The plan tonight will be to use the quickness of Javaris Crittenton to match the speedy Williams in hopes that Crittenton’s familiarity with his fellow Atlanta native and former AAU rival will translate into better results for the Wizards.

The Wizards will start James, Butler, McGuire, Jamison and Songaila, and Philly will start Andre Miller, Willie Green, Andre Iguodala, Thaddeus Young, Samuel Dalembert.

On the Gilbert Arenas front… the guard was a nowhere to be seen during pre-game availability in the locker room, further putting Ed Tapscott in the difficult position of having to field questions as to why the organization accepted Arenas’ request that they lie for him the last two weeks about his not practicing.

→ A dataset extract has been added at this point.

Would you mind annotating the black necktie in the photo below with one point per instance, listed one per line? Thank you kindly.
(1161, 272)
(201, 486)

Here’s some of what Tap, who admitted “we danced a little bit,” had to say:

“Due to the circumstances under which he’s been going through this process, I can understand not wanting to build up expectations that can’t be fulfilled. He’s in a tough position having been out, and trying to work through this in the correct way, and we’ve had that process in the past where he’s had setbacks and we want to make sure this time we handle this absolutely correctly in terms of his health.”

On ‘dancing a little bit’ rather than just being honest from the start:

“There are things that you always wish that you could have done better. And now we find ourselves in the situation where we know he’s going to be participating each day and based on the reaction we get from the medical team, we’ll give him a little bit more until they tell us he can play.”

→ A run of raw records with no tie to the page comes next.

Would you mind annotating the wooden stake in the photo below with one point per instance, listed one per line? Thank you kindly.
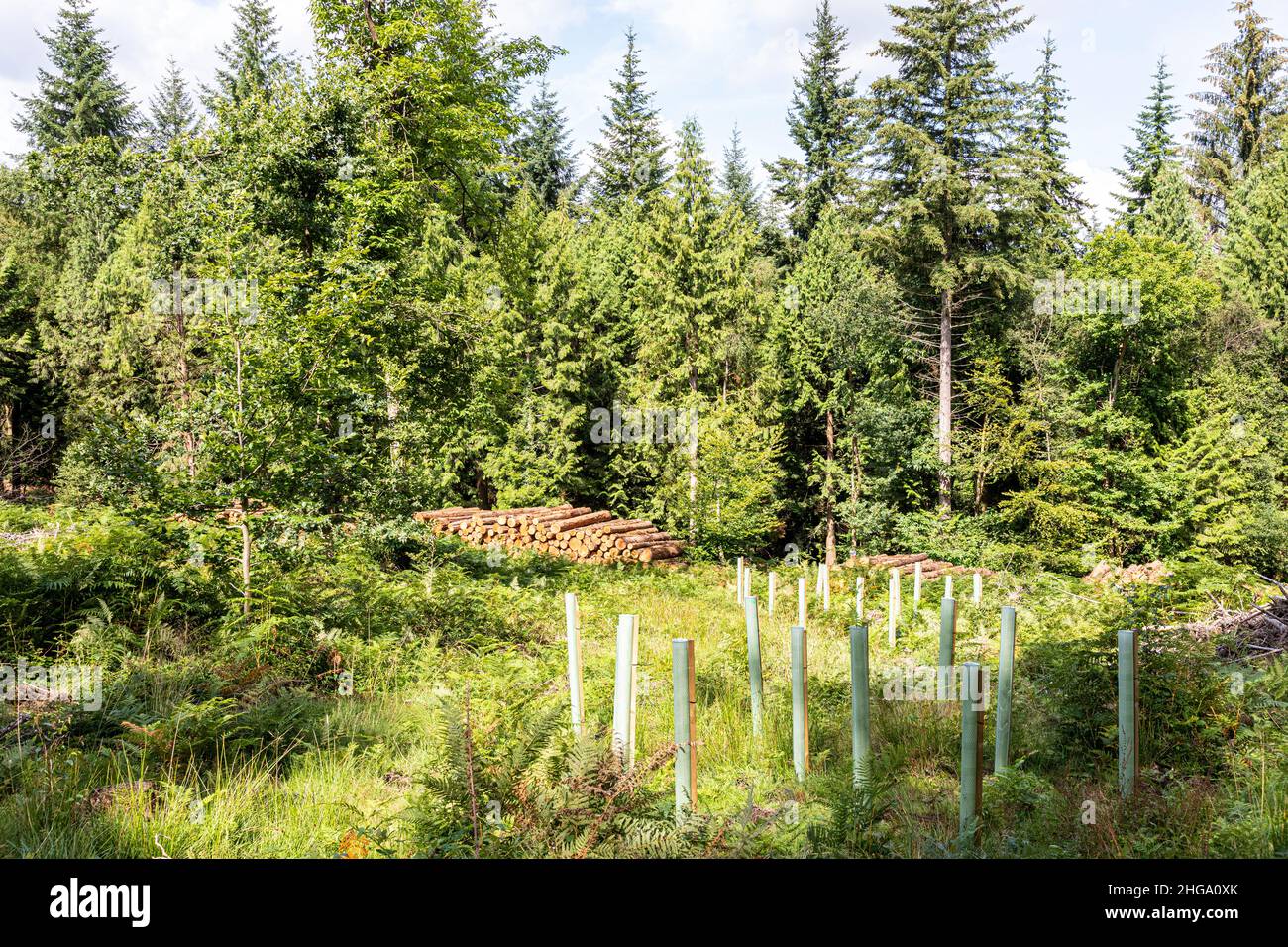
(947, 646)
(892, 613)
(1128, 722)
(572, 618)
(635, 690)
(973, 750)
(686, 710)
(1005, 673)
(861, 735)
(623, 688)
(800, 699)
(754, 667)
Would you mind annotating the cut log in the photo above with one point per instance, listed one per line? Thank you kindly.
(579, 522)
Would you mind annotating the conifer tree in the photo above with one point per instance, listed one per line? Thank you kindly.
(171, 112)
(630, 161)
(542, 149)
(1172, 213)
(1254, 250)
(1154, 147)
(1057, 206)
(250, 58)
(737, 183)
(1241, 112)
(692, 282)
(823, 123)
(81, 98)
(949, 162)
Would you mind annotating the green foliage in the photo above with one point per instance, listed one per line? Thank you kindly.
(81, 98)
(1153, 151)
(824, 124)
(630, 161)
(1241, 112)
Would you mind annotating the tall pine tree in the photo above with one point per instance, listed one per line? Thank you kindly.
(1057, 206)
(542, 150)
(949, 163)
(1241, 112)
(823, 123)
(250, 58)
(630, 161)
(81, 98)
(735, 180)
(171, 112)
(1154, 147)
(1172, 213)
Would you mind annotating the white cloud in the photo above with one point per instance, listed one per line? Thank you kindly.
(1099, 187)
(146, 34)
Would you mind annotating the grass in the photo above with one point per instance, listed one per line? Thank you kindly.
(279, 763)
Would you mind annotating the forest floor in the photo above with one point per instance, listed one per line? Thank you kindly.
(399, 694)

On what Arenas actually is doing in practice:

“He’s trying to do a little more each day. We let him into everything for a very limited period and now we’ll  judge how he responds…. Obviously conditioning is a factor and we also have to see what the doctors say about how his knee responds. … There’s still no timetable and we still have to go through certain benchmarks.”

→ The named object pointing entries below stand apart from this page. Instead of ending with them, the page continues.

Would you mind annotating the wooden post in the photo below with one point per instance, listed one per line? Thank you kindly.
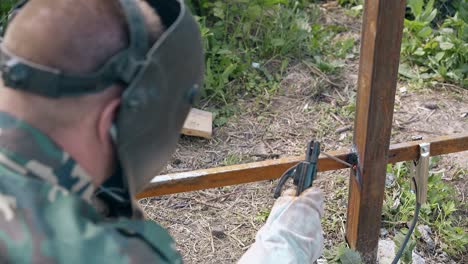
(378, 71)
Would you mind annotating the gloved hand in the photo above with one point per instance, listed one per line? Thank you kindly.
(292, 233)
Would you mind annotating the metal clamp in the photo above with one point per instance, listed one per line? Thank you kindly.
(420, 172)
(304, 173)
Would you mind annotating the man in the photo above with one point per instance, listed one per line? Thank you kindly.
(93, 95)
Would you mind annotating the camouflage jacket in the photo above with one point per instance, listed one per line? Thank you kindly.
(46, 214)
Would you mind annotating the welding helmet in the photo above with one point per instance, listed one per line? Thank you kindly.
(161, 83)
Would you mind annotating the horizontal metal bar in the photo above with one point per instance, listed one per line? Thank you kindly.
(272, 169)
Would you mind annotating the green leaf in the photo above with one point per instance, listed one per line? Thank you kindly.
(446, 45)
(419, 52)
(416, 6)
(277, 42)
(407, 71)
(439, 55)
(425, 32)
(349, 256)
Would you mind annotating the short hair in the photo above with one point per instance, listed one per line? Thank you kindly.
(75, 36)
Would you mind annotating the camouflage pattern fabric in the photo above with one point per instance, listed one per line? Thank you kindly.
(46, 215)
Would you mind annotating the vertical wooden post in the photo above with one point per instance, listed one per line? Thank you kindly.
(378, 71)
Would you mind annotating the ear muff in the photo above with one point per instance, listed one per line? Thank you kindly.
(11, 14)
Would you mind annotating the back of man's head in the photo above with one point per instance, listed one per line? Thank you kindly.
(74, 36)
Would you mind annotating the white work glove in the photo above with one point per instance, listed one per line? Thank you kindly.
(292, 233)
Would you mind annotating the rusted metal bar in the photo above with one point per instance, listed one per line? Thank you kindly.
(272, 169)
(378, 72)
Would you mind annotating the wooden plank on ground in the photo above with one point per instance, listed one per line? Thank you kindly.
(382, 30)
(272, 169)
(198, 124)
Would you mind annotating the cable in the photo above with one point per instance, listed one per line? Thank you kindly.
(413, 225)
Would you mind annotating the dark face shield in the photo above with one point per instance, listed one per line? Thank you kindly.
(161, 83)
(158, 100)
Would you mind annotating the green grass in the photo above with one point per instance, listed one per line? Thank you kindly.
(250, 44)
(440, 212)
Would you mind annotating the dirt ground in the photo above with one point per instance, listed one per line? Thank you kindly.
(219, 225)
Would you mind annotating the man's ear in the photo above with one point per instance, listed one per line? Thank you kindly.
(107, 118)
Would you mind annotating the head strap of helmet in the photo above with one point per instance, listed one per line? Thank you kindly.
(19, 73)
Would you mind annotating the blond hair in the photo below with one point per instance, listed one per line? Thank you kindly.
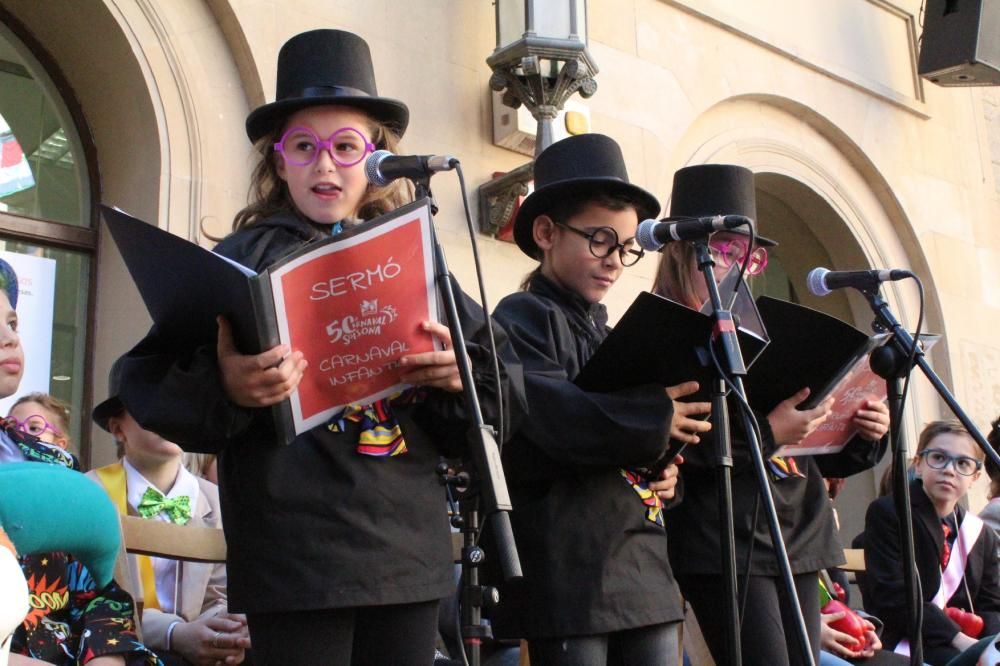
(673, 275)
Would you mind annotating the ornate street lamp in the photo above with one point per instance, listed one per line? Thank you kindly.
(541, 59)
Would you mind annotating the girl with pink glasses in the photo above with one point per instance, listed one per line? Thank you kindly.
(797, 483)
(338, 553)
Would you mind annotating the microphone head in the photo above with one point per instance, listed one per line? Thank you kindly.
(372, 171)
(645, 237)
(816, 281)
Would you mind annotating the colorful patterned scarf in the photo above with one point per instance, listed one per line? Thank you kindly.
(34, 450)
(783, 467)
(640, 484)
(380, 434)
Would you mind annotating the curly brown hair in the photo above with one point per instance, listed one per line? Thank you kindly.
(268, 194)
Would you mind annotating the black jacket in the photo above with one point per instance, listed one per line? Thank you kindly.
(802, 504)
(884, 591)
(592, 561)
(315, 524)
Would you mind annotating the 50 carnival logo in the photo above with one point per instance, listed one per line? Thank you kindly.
(370, 322)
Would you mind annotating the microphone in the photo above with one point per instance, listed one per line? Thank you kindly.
(382, 167)
(822, 281)
(654, 234)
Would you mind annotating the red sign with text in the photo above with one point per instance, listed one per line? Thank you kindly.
(354, 308)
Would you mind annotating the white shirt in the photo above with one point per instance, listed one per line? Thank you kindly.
(164, 570)
(10, 452)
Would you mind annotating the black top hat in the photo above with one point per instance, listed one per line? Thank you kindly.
(113, 406)
(326, 67)
(577, 165)
(704, 190)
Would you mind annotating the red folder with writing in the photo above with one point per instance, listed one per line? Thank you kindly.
(353, 304)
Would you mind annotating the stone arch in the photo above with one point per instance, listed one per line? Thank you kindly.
(827, 204)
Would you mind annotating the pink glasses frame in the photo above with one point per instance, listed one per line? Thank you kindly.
(323, 144)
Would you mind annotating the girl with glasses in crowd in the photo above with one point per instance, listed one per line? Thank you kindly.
(954, 551)
(338, 552)
(72, 619)
(42, 415)
(800, 497)
(588, 519)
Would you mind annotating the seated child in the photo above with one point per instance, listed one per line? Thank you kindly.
(955, 552)
(94, 626)
(184, 611)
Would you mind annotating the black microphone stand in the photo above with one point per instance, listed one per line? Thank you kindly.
(486, 458)
(892, 364)
(732, 365)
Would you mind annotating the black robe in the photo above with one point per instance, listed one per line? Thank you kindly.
(315, 524)
(593, 562)
(802, 504)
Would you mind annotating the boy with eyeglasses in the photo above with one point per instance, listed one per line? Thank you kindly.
(955, 552)
(598, 587)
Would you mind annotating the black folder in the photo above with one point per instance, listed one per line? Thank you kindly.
(808, 348)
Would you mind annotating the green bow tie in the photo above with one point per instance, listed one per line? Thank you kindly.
(153, 502)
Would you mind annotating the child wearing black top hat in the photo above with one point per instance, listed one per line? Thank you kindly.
(797, 485)
(588, 524)
(336, 555)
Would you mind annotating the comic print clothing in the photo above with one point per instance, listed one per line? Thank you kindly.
(70, 621)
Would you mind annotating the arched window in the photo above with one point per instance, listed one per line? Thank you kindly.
(47, 222)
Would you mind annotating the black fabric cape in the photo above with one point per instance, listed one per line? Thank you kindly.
(592, 561)
(802, 504)
(884, 589)
(315, 524)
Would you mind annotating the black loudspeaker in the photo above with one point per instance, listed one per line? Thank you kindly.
(961, 43)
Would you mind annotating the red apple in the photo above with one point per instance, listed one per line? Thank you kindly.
(969, 623)
(851, 624)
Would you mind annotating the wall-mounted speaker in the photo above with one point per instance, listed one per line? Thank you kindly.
(960, 45)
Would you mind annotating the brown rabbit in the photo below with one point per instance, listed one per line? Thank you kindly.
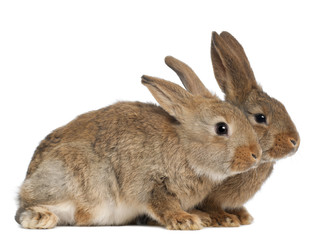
(110, 165)
(276, 132)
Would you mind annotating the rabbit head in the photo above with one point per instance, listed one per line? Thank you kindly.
(208, 128)
(276, 131)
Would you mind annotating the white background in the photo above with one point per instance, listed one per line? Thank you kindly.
(59, 59)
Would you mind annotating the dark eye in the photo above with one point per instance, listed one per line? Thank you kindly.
(260, 118)
(222, 128)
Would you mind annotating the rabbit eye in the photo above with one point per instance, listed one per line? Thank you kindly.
(260, 118)
(221, 128)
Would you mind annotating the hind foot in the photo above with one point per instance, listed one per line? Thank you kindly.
(38, 218)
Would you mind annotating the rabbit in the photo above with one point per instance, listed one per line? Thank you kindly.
(276, 131)
(108, 166)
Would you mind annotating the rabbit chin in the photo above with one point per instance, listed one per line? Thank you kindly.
(266, 156)
(214, 176)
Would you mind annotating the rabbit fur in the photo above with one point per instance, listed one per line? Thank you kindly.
(108, 166)
(277, 135)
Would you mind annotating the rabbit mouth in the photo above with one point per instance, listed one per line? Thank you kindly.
(274, 154)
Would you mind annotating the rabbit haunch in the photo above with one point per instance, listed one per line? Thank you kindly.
(108, 166)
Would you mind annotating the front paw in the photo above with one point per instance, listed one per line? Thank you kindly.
(184, 221)
(223, 219)
(243, 215)
(205, 217)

Of course we started hearing whispers last week that Gilbert was doing more than just practicing, but Tap was put in a bad situation, and its yet another example of how this organization is held hostage by a $111 million headcase. How being honest about whether you’re practicing or not puts more pressure on you. Signing a $111 million contract when you’ve got a suspect knee, now maybe that does. But then again, it’s not the first time we’ve been left scratching our heads over Gilbert Arenas.